The Commonwealth Bank’s chief currency and rates strategist Richard Grace and his team have become the latest to join the chorus of strategists and economist who see the Aussie dollar heading toward 60 cents in 2016.
In a note released this morning, Grace outlined a cocktail of negatives which would drive the Aussie dollar to 65 cents by the end of Q1 2016 with the risk “of a further fall to 0.6000 in 2016”.
The key drivers include:
- China and the rest of the global economy are likely to remain weaker for longer. Asian currencies should fall further.
- Weaker global demand and extra commodity supply has seen our commodity strategists lower their price forecasts.
- Australia’s current account deficit has unexpectedly widened to 4.7% of GDP and Australia-US rate differentials are narrowing.
Given the recent raft of downgrades to Aussie dollar forecasts, none of this is fresh news on its own.
But it’s the outlook for China and Asia more generally which is worth highlighting. Grace said the CBA has pushed back its forecast for recovery in China. The bank has kept its 2015 forecast at 7% but lowered its 2016 forecast from 6.9% to 6.5%.
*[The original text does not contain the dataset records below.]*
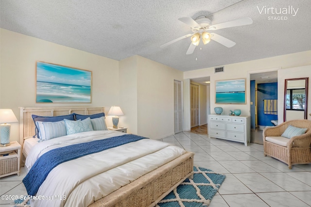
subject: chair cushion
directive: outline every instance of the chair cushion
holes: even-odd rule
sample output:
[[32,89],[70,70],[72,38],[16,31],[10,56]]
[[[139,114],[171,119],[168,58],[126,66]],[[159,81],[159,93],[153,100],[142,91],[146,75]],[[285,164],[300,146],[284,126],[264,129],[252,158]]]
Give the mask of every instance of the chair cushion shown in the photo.
[[281,146],[287,146],[290,140],[283,137],[266,137],[266,141]]
[[287,127],[284,132],[281,135],[283,137],[291,139],[293,137],[303,134],[308,129],[307,128],[299,128],[290,125]]

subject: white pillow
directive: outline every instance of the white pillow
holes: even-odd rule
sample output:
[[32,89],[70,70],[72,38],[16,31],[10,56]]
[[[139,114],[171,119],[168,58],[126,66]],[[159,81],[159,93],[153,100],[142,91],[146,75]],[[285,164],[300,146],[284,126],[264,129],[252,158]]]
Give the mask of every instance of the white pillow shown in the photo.
[[87,117],[82,121],[64,119],[67,129],[67,134],[76,134],[84,131],[93,131],[91,119]]
[[307,131],[307,128],[299,128],[289,125],[281,135],[283,137],[291,139],[293,137],[299,136],[304,134]]
[[67,135],[67,130],[64,121],[59,122],[36,122],[42,140],[48,140]]
[[104,116],[91,119],[91,123],[94,130],[108,130]]

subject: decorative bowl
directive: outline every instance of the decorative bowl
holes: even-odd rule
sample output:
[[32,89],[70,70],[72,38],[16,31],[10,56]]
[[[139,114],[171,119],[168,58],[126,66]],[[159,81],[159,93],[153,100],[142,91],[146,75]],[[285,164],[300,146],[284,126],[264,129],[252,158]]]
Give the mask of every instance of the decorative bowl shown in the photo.
[[215,111],[215,112],[216,114],[220,114],[223,112],[224,110],[221,107],[215,107],[214,108],[214,111]]
[[235,109],[234,110],[234,114],[236,116],[240,116],[241,115],[241,109]]

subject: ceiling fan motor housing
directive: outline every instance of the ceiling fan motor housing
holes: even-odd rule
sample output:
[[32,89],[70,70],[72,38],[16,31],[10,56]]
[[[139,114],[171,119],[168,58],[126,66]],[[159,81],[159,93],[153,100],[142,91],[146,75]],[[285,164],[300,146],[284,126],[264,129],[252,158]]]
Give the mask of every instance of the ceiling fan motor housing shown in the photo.
[[203,32],[208,29],[209,25],[212,23],[210,20],[206,18],[205,16],[202,18],[199,17],[198,19],[195,20],[195,21],[199,24],[201,27],[192,28],[192,31],[193,32]]

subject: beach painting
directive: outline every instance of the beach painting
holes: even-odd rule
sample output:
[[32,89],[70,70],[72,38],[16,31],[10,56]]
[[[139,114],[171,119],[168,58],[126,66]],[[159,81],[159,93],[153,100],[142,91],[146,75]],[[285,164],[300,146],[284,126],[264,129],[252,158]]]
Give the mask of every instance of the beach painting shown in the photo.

That’s still a relatively bullish outlook compared to what has become a consensus view that the game might be up for Chinese growth.
While it is easy to be bearish given recent uncertainty on China, Grace is focused more on the economic stimulus in the pipeline and the improvements he sees in the economy already occurring.
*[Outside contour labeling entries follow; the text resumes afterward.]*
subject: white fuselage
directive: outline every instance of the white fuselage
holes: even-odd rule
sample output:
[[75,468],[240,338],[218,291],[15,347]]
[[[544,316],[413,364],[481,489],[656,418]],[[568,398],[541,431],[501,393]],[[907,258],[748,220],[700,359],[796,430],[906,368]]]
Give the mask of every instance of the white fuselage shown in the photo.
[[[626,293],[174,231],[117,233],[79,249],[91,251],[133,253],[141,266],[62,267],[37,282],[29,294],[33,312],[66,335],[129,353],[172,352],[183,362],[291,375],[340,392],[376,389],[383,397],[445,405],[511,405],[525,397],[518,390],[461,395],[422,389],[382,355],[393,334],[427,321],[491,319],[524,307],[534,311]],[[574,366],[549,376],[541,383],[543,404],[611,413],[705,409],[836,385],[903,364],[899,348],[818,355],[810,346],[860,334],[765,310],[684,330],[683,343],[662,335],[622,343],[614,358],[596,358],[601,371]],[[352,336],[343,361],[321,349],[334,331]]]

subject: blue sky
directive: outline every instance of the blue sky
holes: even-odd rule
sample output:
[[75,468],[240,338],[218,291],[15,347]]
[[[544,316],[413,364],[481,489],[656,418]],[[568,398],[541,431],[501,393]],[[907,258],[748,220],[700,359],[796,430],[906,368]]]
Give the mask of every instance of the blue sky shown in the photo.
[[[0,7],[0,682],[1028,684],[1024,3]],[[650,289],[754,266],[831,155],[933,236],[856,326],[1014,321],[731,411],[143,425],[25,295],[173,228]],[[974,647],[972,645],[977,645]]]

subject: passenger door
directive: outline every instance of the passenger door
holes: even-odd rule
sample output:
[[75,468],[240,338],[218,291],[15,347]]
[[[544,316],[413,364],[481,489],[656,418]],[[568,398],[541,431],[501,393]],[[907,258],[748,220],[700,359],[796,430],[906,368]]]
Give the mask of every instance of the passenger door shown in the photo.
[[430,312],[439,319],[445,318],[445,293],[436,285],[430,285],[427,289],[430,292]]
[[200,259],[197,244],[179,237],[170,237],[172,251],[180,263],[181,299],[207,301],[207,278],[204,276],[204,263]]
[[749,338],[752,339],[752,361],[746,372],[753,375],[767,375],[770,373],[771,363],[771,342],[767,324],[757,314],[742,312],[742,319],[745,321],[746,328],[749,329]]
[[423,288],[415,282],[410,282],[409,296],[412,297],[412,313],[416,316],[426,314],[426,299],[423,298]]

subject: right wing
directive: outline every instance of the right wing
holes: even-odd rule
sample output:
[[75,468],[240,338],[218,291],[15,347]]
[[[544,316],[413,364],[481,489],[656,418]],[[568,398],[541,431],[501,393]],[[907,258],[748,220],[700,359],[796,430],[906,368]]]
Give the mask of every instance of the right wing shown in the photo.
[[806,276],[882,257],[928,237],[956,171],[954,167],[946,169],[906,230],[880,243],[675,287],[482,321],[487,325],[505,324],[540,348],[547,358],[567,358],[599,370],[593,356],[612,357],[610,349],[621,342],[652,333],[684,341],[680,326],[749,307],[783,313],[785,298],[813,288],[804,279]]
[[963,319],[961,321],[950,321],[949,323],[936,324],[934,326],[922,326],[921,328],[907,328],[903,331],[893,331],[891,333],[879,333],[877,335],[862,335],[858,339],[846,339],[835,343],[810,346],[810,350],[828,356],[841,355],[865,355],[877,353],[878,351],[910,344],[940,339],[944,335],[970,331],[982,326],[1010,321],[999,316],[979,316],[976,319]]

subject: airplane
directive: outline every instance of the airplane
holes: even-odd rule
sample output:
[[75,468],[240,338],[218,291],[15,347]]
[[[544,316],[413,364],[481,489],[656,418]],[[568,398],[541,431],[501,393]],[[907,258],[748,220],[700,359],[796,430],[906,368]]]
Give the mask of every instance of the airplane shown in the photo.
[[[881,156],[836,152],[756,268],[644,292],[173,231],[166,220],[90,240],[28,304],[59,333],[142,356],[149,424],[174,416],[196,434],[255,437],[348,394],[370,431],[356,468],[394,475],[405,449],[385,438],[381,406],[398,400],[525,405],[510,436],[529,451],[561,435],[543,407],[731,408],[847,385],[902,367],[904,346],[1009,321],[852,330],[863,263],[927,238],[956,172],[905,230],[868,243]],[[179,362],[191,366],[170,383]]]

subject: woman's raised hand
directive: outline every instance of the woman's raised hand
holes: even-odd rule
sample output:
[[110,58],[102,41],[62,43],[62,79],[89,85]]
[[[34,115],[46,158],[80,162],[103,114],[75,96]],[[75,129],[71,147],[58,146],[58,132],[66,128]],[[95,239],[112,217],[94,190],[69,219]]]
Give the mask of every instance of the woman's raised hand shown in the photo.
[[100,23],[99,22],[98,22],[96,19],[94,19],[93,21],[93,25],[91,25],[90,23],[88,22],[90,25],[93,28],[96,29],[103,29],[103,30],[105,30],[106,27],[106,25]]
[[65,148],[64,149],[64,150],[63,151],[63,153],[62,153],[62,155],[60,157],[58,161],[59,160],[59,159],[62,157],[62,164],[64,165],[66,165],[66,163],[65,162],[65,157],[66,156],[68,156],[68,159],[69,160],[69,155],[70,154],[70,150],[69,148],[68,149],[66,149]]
That’s not to say there aren’t headwinds. But Grace said the key headwinds facing the Chinese economy are likely to remain the same over the next 12 months:
(i) decelerating growth in heavy industry (reflecting overcapacity),
(ii) poor export growth (reflecting weak external demand and strong CNY exchange rate in trade weighted terms), and
(iii) weak new housing construction (reflecting high inventories).
But he’s not in the hard landing camp.
“There are tentative signs of improvement in new housing sales and credit growth in recent months,” Grace said. “The number of fixed asset investment projects is also rebounding. In time, these positive changes will translate into more sustainable economic growth in China.”
That’s great news if he is right – for China, its population, Australian businesses, and markets.